Redefining the role of the CHRO in building the future organisation
Spurred on by the pandemic, companies were forced to abruptly digitalise businesses and operate remotely. In response, HR leaders have had to adapt to a virtual workplace where employees, while being connected online, are increasingly burnt out.
“The role of HR is becoming more important because we now have to deal not just with technology, but also with human emotion, the human side of things that was not [that much of a] focus in the past”, said Sandra Kokasih, Human Capital Managing Director, Sinar Mas Land, who spoke at the recent CHRO Online Indonesia event, organised by HRM Asia.
Facing a climate of change, she highlighted three pressing tasks for HR leaders: rethinking whether an organisation is filled with workers with the right skills; restrategising human capital by identifying where to source and hire such employees; and reconstructing mindsets that will pave change in the way people do things.
It is also crucial to adopt a mindset of smart risk-taking, said Pambudi Sunarsihanto, HR Director, Bluebird Group Indonesia. Sometimes, this means stepping away from measures like key performance indicators to key development indicators, which he describes as what an employee will develop for a company in the future, be it “the development of the product, people, culture, or leadership”.
On that note, Sunarsihanto pointed out that providing a safe environment in the workplace where employees can challenge themselves and take risks does not equal to providing a comfortable environment. “People have to be comfortable with discomfort as progress means taking risks”, he said.
As economies reopen, HR and business leaders are also prioritising the safety of their employees as they return to traditional workplaces. One such challenge is, “How [do] we ensure that in our company, we can provide a safer environment so every employee can go back to work with a peace of mind,” said Teguh Purwanto, President Director, PT Alere Health (Abbott).
Another issue that companies will have to grapple with is the presence of hybrid work, a likely practice in the future workforce. “[In Facebook], we are trying to change a lot of things to differentiate remote work from work-from-home”, said Guo Yujing, APAC Client Partner Lead, Facebook. One such example would be tweaking employees’ insurance coverage plan as they move to work in another country with a higher cost of living.
Covering such aspects would help workers feel empowered to consider alternative working options, because they will not have to worry about minor details that could cause a lot of inconvenience, she added.
Maintaining culture while co-workers are all operating remotely is also a challenge. “During lockdown, we had hundreds of employees onboard globally every single week”, Guo said, noting that it was key to still communicate to new hires the firm’s culture, value, and mission.
As technology disruption accelerates, employees will require new skills. According to research by Amazon Web Services, the average worker in six APAC countries will need to gain seven new digital skills by 2025, which translates to 5.7 billion digital skill trainings. This is an “extraordinary amount of learning… in order to stay relevant and productive”, said John Antos, Vice President Strategy, Global Payroll & Asia Pacific, ADP.
“Going forward, there will be a lot of focus on digital to keep up with the pace of all the changes and the opportunities that many companies are going to try and take advantage of,” he added.

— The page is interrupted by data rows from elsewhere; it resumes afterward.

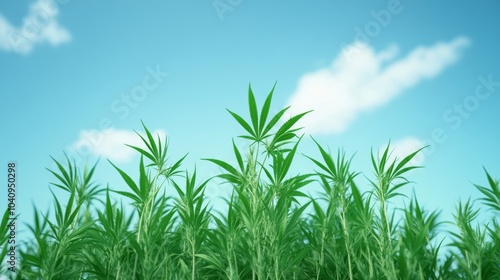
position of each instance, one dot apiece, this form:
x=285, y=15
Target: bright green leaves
x=157, y=153
x=258, y=130
x=390, y=173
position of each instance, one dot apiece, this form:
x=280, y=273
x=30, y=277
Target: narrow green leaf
x=254, y=114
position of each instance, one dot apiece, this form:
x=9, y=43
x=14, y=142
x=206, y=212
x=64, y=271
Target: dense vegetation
x=265, y=232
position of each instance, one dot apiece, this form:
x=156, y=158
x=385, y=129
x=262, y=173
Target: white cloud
x=39, y=26
x=364, y=81
x=404, y=147
x=110, y=143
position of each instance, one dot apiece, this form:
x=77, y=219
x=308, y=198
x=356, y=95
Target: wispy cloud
x=365, y=81
x=110, y=143
x=39, y=26
x=403, y=147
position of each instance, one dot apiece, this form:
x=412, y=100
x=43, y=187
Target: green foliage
x=270, y=229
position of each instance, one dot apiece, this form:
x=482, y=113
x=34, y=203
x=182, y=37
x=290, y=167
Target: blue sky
x=79, y=76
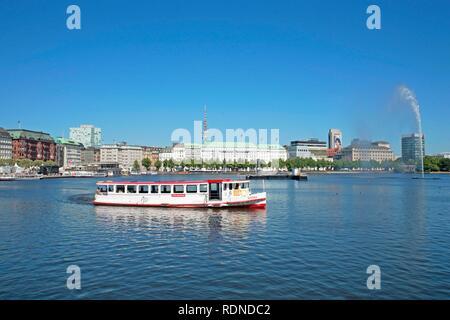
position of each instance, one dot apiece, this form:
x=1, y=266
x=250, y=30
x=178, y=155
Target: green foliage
x=158, y=164
x=26, y=163
x=432, y=163
x=147, y=163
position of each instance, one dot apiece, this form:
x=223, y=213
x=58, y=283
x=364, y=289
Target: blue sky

To that end, Antos pointed out three emerging roles in HR: technical roles that transform and digitise HR processes, such as IT workers who are building all the digital infrastructure; specialist roles filled by power users who drive forward, design, and onboard operations; and cross-functional roles for leaders who are going to glean insights from the data and analytics that come from the technology and drive transformation of an organisation.
As businesses go digital, it is crucial to take a “whole-person approach” when designing solutions for the workforce, said Jason Averbook, Co-Founder and CEO, Leapgen. Utilising a design-thinking concept, HR leaders should know who their audience are and design solutions with empathy. “If I have that mindset, I know my audience and can design for them, and realise where to meet them where they are,” explained Averbook.
“Employees, managers and leaders don’t like to work in processes, especially HR processes. They like journeys to help them get things done,” he explained. “If we really want to make people feel like they matter, we must think about who they are”, noting that this will be one of the “biggest” growth areas when it comes to communications in HR.
“We live in a world right now where we cannot afford a bad employee experience”, he cautioned.